As Assistant Director of Leadership and Social Justice within CSIB, Jamie supports student mentorship, peer education, and social justice initiatives that center the voices, strengths, and lived experiences of first-generation, low-income, migrant, and LGBTQIA+ students. Whether developing leadership curriculum, facilitating equity-focused trainings, guiding student leaders in community-rooted work, or leading recruitment and training initiatives, her approach is grounded in community care and people-first leadership. Shaped by Jesuit values and transformative justice frameworks, Jamie remains committed to helping students not only survive higher education, but thrive within it, challenge it, and reimagine what it can become.

What brought you to this work and why do you do this work?


As a first-generation queer Latina student from Milwaukee, I didn't know why I was going to college just that I kept being told I had to go.  Navigating college, especially a PWI, was not easy, especially while trying to understand myself within spaces that were not always built with students like me in mind. College became the place where I was finally able to explore my queerness, find language for my experiences, and begin imagining a future I was excited about. 

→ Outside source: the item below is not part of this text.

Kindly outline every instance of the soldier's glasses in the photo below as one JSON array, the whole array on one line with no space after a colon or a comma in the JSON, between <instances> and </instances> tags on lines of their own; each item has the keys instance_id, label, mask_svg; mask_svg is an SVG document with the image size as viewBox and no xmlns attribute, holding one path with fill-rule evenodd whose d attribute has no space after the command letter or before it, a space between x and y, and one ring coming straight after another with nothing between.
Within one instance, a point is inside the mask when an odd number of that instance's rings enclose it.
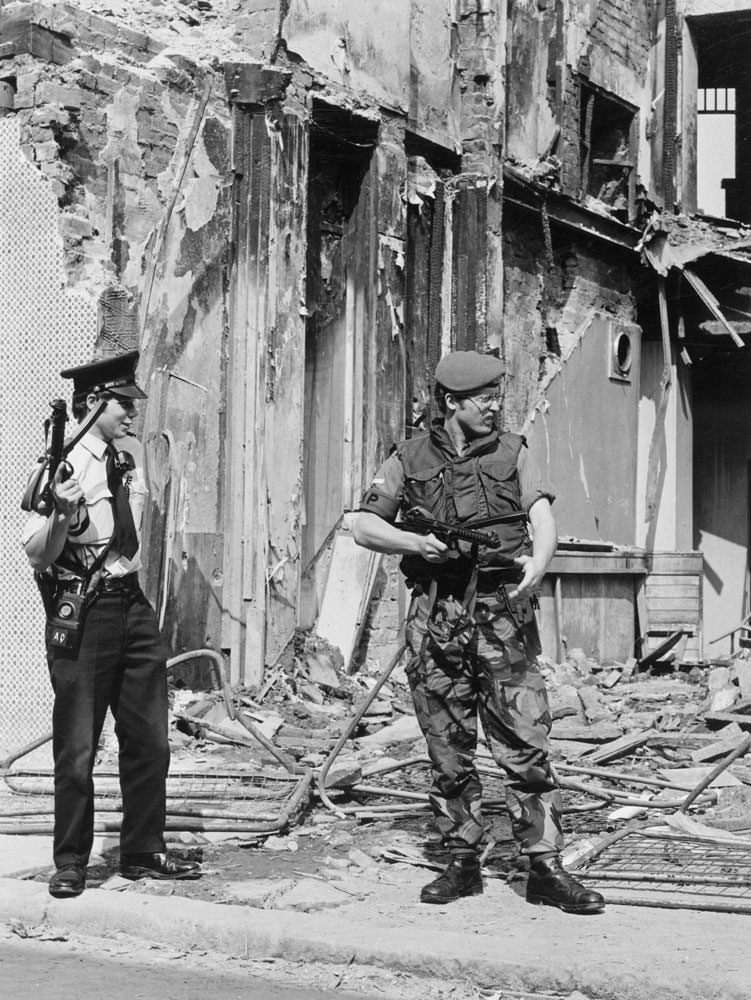
<instances>
[{"instance_id":1,"label":"soldier's glasses","mask_svg":"<svg viewBox=\"0 0 751 1000\"><path fill-rule=\"evenodd\" d=\"M480 410L490 410L497 403L498 406L503 402L502 392L488 392L483 393L482 396L467 396L467 399L471 399L475 406Z\"/></svg>"}]
</instances>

What carried me through that journey were the amazing Black and Brown Womxn, mentors, educators, and community members who poured into me with care, transparency, accountability, and love. They reminded me that I belonged in every room I entered and showed me the power of community, storytelling, and advocacy. This work is my way of paying that forward. I do this work because I believe higher education can be transformative when students feel seen, supported, challenged, and deeply cared for. I want students to know they do not have to navigate these systems alone and that their stories, identities, and communities deserve space within them.

 

What’s something you want students to feel when they enter your space?

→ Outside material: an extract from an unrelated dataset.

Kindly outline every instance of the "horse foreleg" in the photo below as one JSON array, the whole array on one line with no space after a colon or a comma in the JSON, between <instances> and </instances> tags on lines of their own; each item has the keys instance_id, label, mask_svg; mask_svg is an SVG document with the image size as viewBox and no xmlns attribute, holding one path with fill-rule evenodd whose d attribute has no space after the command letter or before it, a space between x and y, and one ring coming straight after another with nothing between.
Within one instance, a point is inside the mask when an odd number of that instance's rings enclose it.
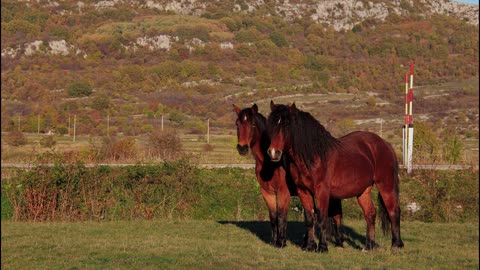
<instances>
[{"instance_id":1,"label":"horse foreleg","mask_svg":"<svg viewBox=\"0 0 480 270\"><path fill-rule=\"evenodd\" d=\"M357 197L358 204L362 207L363 216L367 222L365 250L371 250L378 247L378 244L375 243L375 218L377 213L372 202L372 196L370 194L371 190L372 186L365 189L365 191Z\"/></svg>"},{"instance_id":2,"label":"horse foreleg","mask_svg":"<svg viewBox=\"0 0 480 270\"><path fill-rule=\"evenodd\" d=\"M317 208L317 226L319 228L319 243L317 252L328 252L327 246L327 222L329 194L323 186L316 187L315 190L316 208Z\"/></svg>"},{"instance_id":3,"label":"horse foreleg","mask_svg":"<svg viewBox=\"0 0 480 270\"><path fill-rule=\"evenodd\" d=\"M302 250L315 251L317 243L315 242L315 210L312 195L307 190L298 189L298 197L302 202L303 214L305 216L306 232L303 237Z\"/></svg>"},{"instance_id":4,"label":"horse foreleg","mask_svg":"<svg viewBox=\"0 0 480 270\"><path fill-rule=\"evenodd\" d=\"M290 207L290 192L285 190L277 191L277 209L278 209L278 235L277 247L285 247L287 244L287 216Z\"/></svg>"},{"instance_id":5,"label":"horse foreleg","mask_svg":"<svg viewBox=\"0 0 480 270\"><path fill-rule=\"evenodd\" d=\"M264 189L261 189L263 199L268 207L268 215L270 217L270 225L272 228L272 241L271 244L275 247L278 246L278 236L279 236L279 222L278 222L278 208L277 208L277 195L275 193L270 193Z\"/></svg>"}]
</instances>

I want students to feel like they are walking into a space where they do not have to shrink themselves. Whether we are being chismosas about pop culture, celebrating wins, processing hard moments, or navigating the heaviness of the world together, I want students to know they have someone in their corner who genuinely cares about them as whole people. I hope students feel warmth, authenticity, laughter, transparency, support, and community when they enter my space. 

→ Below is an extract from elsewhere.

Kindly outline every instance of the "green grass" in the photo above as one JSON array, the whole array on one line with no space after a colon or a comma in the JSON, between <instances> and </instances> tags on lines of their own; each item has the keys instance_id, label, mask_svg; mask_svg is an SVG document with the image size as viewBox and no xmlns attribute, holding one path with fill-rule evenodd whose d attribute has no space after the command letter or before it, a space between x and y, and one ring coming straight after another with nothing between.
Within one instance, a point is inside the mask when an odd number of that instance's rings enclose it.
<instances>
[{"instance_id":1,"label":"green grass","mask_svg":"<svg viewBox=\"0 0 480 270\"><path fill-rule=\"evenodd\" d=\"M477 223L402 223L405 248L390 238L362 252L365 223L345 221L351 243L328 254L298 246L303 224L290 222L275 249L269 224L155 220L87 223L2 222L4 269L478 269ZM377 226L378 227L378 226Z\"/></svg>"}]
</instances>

Community care is something I deeply believe in and intentionally try to build within our center. My students love to joke about it but community care is lifeeeee for me. I believe care can be transformative. Sometimes that looks like mentorship and hard conversations, and sometimes it looks like checking in, sharing a playlist, hyping someone up before a presentation, or helping students find moments of joy and rest amid stress. More than anything, I want students to leave my space knowing they are not alone here.

 

Outside of work, what’s something that brings you joy, grounding, or restoration? 


Outside of work, you can usually find me exploring Chicago with my partner Ingrid, searching for new coffee shops, boba spots, bookstores, and restaurants while listening to a good podcast. A good playlist can speak to my soul like no other. Music is a huge source of grounding and joy for me, and I believe music has a way of helping us process emotions, tell stories, and connect to ourselves and each other in powerful ways. 

I also feel most restored near water! I am a Cancer Sun, Pisces Moon, and Leo Rising. Lots of water in this chart! I have always lived near a body of water! Whether I’m walking along the lakefront, discovering a new favorite song, spending time in community, or simply sharing a quiet moment with people I love, I try to stay connected to the things that remind me to slow down, breathe, and find joy in everyday moments.